Networking is key to finding a job in any country, but it's especially important in the U.S. Many jobs are found through personal connections, so reach out to your network of friends, family, and acquaintances and let them know you're looking for work. Attend meetups and professional events related to your industry to make new contacts.

There are also many community or non-profit groups in the US that want to help people newer to the US. Do your research to identify the places that can assist in achieving your professional goals. Many of these organizations have tools in place to provide referrals or other resources to advance your career. Others will be able to point you in the right direction to find the help or industry expertise that you need to meet your career goals in the US. But, you need to commit to growing your network as part of your job search in the US and that starts with asking for help.

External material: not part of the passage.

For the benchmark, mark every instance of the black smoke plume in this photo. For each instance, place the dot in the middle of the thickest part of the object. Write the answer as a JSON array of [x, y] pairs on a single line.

Create or update your resume and LinkedIn profile

Take some time to tailor your resume and LinkedIn profile to the American market. Use action words, quantifiable metrics, and language that is common in the U.S., even if it doesn't sound natural to you. You want to make sure that potential employers can easily understand your skills and experience.

You also don't have to do this yourself. Many people will reach out to US-based professional resume writers like The Contingent Plan to ensure that they have a resume and LinkedIn profile that meets the expectations of US employers.

Use online resources.

There are a number of online resources that can be helpful in your job search, including job boards, social media, and company websites. These tools can help you to understand the market and to tailor your message. Remember to use this information in your job search. This could be in how you apply to jobs, how you build your message, in your interview preparation, or by finding new connections to grow your network.

Be prepared for phone or video interviews

In the United States, it's common for employers to conduct interviews by phone or video - this is especially true post-pandemic. This can be challenging for many English learners who use non-verbal cues to gain context for the questions asked. Nevertheless, these phone or video interviews (even the automated ones) are just as serious as in-person interviews in the US. So, make sure to treat these phone or video interviews just like you would an in-person interview.

The best way to prepare for these challenges is to practice. This could be with a friend or family member or a professional career coach like those at The Contingent Plan. However you prepare, make sure that you do it and that you are ready to put your best foot forward when you get the chance to interview with the company.

Get a work visa

If you want to work in the US long-term, you'll need to obtain a work visa before applying for jobs. There are several different types of work visas available, so be sure to do your research and figure out which one is right for you before beginning your job search.

Follow up after interviews.     

It's always a good idea to follow up after an interview, whether it's by sending a thank-you note or emailing the interviewer directly. This shows that you're interested in the position and allows you to reiterate why you would be the perfect candidate for the job.

Meetings might happen over lunch or dinner.

If you are invited out to lunch or dinner as part of a meeting with a potential employer, remember that these meals are still considered business meetings. This means that you should avoid ordering alcohol, as it can make you appear unprofessional. Stick to water or order something light so that you're able to focus on the conversation at hand.

Be patient and persistent

Last but not least, remember that finding a job in a new country can take time, so be patient and persistent in your search. It might take longer than you expect to find the perfect position, but don't give up! Keep networking, interviewing, and applying until you find the right fit for you.

The US job market can be very competitive, especially if you aren't a citizen. There are ways to give yourself a better chance of being hired. Keep these tips in mind during your job search in the United States, and you'll be well on your way to landing the perfect position in no time!